COG studies range from biology studies that seek to understand the origins and subtypes of childhood cancer to treatment studies that seek to optimize surgery, chemotherapy, radiation therapy, and bone marrow and stem cell transplantation for children with cancer, to outcomes and psychosocial studies that seek to enhance quality of life for children and families dealing with and surviving childhood cancer. This network receives funding from the National Institutes of Health for its important work.

TDN

The CF Foundation Therapeutics Development Network (TDN) is a nationally-coordinated collaboration of Cystic Fibrosis (CF) Centers that brings together experts from across the U.S. to evaluate the safety and effectiveness of new CF therapies through clinical studies. The participants in this network work continually to improve research methods and pursue new areas of scientific inquiry. Seventy-four CF Foundation-accredited care centers with demonstrated expertise in clinical research recruit study participants and conduct clinical trials.
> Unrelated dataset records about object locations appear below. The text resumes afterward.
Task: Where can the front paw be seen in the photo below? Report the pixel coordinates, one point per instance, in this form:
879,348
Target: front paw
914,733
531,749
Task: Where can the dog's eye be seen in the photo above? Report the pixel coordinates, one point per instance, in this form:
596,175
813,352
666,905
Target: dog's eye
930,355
A group of laboratories and interpretation centers specialize in developing and measuring CF clinical trial outcomes in a uniform way across the whole network. Finally, a central Coordinating Center supports new clinical trial development, trial management, and data analysis.
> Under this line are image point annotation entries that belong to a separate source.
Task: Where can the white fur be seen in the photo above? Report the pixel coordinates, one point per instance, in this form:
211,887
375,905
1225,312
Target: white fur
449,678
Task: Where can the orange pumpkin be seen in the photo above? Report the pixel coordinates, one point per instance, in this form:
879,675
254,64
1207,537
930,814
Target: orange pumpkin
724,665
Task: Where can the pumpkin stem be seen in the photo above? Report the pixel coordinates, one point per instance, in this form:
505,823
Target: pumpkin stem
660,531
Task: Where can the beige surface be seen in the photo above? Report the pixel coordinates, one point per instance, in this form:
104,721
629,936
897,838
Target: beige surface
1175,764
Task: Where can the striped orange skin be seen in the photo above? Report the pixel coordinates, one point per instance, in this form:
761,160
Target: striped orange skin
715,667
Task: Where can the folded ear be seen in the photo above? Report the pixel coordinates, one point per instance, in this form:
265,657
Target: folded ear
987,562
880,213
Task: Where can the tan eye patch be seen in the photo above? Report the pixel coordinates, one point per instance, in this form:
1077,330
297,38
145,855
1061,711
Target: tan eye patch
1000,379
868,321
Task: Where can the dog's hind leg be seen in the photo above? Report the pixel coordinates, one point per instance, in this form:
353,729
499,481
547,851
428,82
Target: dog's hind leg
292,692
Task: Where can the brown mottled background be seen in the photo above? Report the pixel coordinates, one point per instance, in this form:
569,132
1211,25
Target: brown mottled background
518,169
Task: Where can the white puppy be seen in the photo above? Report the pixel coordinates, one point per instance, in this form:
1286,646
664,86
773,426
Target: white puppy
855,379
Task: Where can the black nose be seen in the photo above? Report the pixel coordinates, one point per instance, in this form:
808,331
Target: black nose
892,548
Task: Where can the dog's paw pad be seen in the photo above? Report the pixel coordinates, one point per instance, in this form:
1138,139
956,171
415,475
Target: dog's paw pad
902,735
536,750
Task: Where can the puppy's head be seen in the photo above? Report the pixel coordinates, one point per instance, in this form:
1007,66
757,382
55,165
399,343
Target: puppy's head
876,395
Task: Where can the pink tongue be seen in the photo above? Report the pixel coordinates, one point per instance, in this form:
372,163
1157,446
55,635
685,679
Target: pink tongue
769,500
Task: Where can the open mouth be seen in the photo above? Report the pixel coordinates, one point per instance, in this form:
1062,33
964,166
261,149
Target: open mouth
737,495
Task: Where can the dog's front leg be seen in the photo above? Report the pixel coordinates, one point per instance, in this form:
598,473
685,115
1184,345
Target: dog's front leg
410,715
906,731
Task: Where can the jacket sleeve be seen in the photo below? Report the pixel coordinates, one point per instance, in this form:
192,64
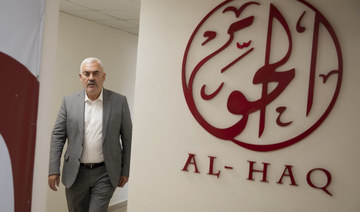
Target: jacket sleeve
126,136
58,139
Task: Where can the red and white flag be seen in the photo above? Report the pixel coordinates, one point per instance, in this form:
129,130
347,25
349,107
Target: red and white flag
21,24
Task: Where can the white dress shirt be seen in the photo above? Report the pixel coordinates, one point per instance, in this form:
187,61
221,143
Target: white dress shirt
92,152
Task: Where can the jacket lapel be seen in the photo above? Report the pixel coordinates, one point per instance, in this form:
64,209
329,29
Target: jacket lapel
106,111
81,106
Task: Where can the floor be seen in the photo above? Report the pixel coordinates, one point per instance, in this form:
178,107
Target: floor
121,207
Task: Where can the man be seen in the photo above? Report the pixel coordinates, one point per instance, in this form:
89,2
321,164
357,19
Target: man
95,162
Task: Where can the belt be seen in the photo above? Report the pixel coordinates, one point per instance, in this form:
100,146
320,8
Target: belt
92,165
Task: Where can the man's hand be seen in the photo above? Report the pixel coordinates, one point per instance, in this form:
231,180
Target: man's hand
53,181
123,180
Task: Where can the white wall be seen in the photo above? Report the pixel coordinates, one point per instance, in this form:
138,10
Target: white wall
78,39
165,131
46,79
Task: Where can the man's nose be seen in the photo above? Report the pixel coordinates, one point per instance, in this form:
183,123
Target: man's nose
91,76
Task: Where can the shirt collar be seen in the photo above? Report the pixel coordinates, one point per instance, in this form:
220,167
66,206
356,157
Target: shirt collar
100,98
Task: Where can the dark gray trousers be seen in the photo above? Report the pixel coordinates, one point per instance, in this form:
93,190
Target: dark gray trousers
91,191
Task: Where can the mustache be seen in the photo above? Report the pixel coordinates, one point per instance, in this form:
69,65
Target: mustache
91,83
Since its founding in 1998 as a subset of the CF Foundation’s care center network, the TDN has conducted more than 100 clinical studies for CF in a wide range of therapeutic areas, including modulators of the function of the mutated protein responsible for the disease, anti-infectives, anti-inflammatories, nutritional therapies, and airway surface liquid hydrators. These studies have resulted in more than 175 publications.

The success of the TDN has not only helped make new therapies available to people with CF; it also has allowed the TDN to serve as a role model for many other clinical research networks.

VON

The Vermont Oxford Network (VON) is a non-profit voluntary collaboration of health care professionals dedicated to improving the quality and safety of medical care for newborn infants and their families. Established in 1988, VON is today comprised of over 900 Neonatal Intensive Care Units around the world.

In support of its mission, VON maintains a database including information about the care and outcomes of high-risk newborn infants. The database provides unique, reliable and confidential data to participating units for use in quality management, process improvement, internal audit, and peer review.

Health care professionals from member institutions participate actively in clinical trials, long-term follow-up studies, and epidemiologic and outcomes research. Members also have the option of participating in VON’s Quality Improvement Collaboratives for Neonatology consisting of multidisciplinary improvement teams working together to identify and implement better practices aimed at achieving measurable improvements in quality and safety.

VON disseminates the results of its work in publications, in scientific articles in peer reviewed medical journals, and on its web site (www.vtoxford.org). The Network also sponsors an Annual Meeting for individuals from member institutions and an Annual Quality Congress for Neonatology open by registration to all interested health professionals, facilitating communication both within VON and between VON and other interested professionals and groups.